The short answer is maybe, but not often. Sometimes even the most healed people engage in gaslighting techniques a way to avoid blame or to deflect criticism for a particular event or behavior, but it’s important to remember that people engage in these negative and toxic patterns as a primitive coping mechanism born out of their own trauma. In stressful events, it’s human nature to revert to what is familiar to us. If those familiar feelings or behaviors include blame shifting, minimizing our partner’s feelings or denial of facts, then it is possible for us to fall prey to using the tactic. For us to foster healthy relationships though, it’s imperative to recognize the behavior and correct it before it becomes a destructive pattern. People involved in healthy relationships continually work to improve positive reinforcement of wanted behaviors, create safe spaces for honest communication with each other and allow for growth.

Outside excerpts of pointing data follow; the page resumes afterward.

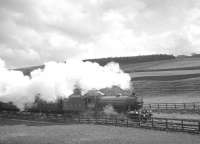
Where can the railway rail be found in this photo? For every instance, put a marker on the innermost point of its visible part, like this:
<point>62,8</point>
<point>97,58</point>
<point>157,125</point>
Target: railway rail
<point>191,107</point>
<point>166,124</point>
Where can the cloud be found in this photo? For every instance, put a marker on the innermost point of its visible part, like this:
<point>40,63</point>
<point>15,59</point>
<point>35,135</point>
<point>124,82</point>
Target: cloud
<point>33,32</point>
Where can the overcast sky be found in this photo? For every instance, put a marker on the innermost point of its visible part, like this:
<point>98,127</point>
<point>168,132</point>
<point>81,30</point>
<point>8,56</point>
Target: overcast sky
<point>36,31</point>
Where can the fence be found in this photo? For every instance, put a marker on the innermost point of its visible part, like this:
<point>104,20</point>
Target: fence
<point>183,125</point>
<point>174,106</point>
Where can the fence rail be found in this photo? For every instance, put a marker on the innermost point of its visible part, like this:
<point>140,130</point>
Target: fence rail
<point>174,106</point>
<point>183,125</point>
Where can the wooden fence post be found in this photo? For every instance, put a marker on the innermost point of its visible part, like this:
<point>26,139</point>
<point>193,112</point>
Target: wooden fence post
<point>152,123</point>
<point>193,106</point>
<point>182,126</point>
<point>115,121</point>
<point>166,124</point>
<point>199,126</point>
<point>184,106</point>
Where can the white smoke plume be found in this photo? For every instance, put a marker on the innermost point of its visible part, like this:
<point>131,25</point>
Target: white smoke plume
<point>58,80</point>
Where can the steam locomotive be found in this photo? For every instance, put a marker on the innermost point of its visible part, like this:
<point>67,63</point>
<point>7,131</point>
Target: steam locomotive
<point>96,102</point>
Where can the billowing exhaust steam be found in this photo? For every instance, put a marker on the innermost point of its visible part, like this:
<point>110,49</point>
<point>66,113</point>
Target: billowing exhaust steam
<point>58,80</point>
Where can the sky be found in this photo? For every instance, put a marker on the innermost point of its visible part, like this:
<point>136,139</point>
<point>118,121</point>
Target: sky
<point>34,32</point>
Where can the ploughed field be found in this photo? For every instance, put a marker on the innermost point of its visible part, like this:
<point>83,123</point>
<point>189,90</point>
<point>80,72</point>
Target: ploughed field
<point>176,80</point>
<point>13,132</point>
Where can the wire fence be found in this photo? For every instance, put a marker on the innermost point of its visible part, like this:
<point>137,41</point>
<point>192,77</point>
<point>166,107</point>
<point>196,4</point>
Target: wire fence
<point>167,124</point>
<point>195,106</point>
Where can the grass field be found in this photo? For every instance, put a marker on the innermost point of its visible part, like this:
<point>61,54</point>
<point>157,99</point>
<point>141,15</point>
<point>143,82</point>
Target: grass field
<point>164,64</point>
<point>21,133</point>
<point>173,84</point>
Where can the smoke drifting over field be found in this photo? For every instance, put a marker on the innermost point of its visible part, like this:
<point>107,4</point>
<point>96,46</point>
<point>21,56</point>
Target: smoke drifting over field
<point>58,80</point>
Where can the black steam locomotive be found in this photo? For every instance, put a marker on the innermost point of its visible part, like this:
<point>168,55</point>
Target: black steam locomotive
<point>97,102</point>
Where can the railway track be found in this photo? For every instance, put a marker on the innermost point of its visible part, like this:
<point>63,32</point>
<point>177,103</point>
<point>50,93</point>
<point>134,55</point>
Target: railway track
<point>165,124</point>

How to Address Gaslighting in a Relationship and Help Our Partners Realize they are Gaslighting

For us to change the dynamic in the relationship we must first recognize and accept that it is happening. As mentioned above, even in healthy relationships most of us have engaged in gaslighting occasionally when trying to deflect blame or criticism, but it is imperative for us to acknowledge our behavior and commit to do better by adapting healthier communication skills to resolve conflict. To help us and/or our partner to make these changes, we need to explain the issue and point out the impact that the action is having on us and the relationship. Left unresolved, gaslighting can lead to confusion, isolation, depression and broken bonds within the relationship. To assist you in understanding and eradicating gaslighting in your relationships, here are a few tips.

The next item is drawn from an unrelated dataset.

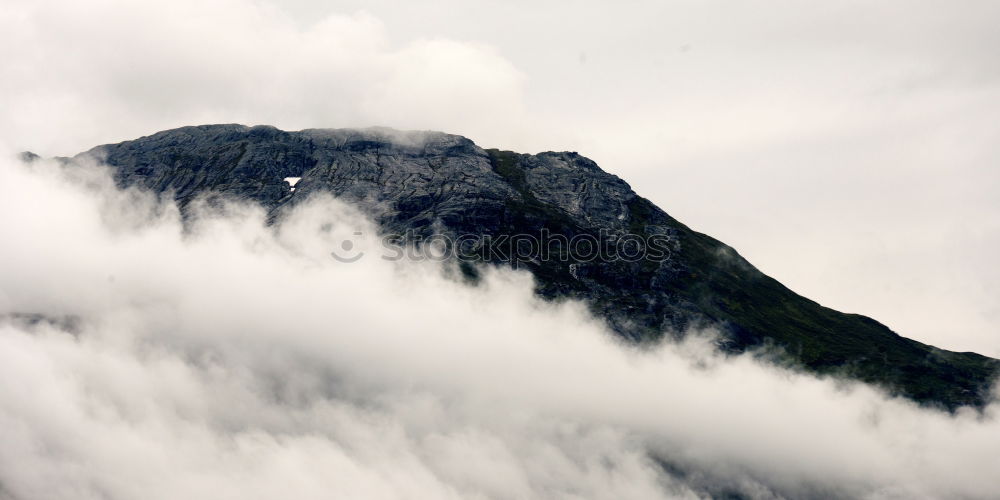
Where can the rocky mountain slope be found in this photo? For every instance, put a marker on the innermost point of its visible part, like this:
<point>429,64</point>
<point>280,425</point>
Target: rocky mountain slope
<point>438,183</point>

  • Identify gaslighting behaviors that we and/or our partner exhibits
  • Make a list of expectations of behavior (yours and your partner’s) within the relationship
  • Develop healthy boundaries around your desired outcomes in which you confront the behavior as unacceptable. Let your partner know how you expect to be treated. If the boundaries are repeatedly crossed, establish clear consequences and follow through.
  • Seek professional help in navigating the behavior. Invoking the assistance of a therapist or life coach can help reduce pressure and anxiety of how to handle toxic behavior
  • Join a support group. Gathering in a safe, informative space such as Circles Online Support online can really be a game changer in receiving validation, encouragement and knowledge from a group of people who understand your circumstances as they are or have gone through exactly what you are experiencing.

When to Walk Away

If you have repeatedly addressed the issue with your partner, sought help from a professional and are still experiencing the destructive effects of gaslighting in the relationship, it may be time to consider walking away from the relationship. When our self-confidence has been shredded, when we are in doubt of our reality, when we can’t trust ourselves to make decisions about our daily lives and need constant validation from our partner about the most minute aspects of living, the relationship may be beyond repair. 

Conclusion

Losing our sense of value as an individual is not worth staying in the relationship and continuing the downward spiral of abuse. You may need to enlist the aid of trusted family and friends to help you dig your way out and rediscover yourself again, but it can be done. If needed, make an exit strategy, and have your helpers ready to step in and physically help you remove you from the environment. Make a support plan to assist you in staying on a healing path and refrain from going back to the toxic situation. Again, surrounding yourself with an army of like-minded people who understand you, like Circles Online Support, can bolster your confidence in finding your new path and a better life.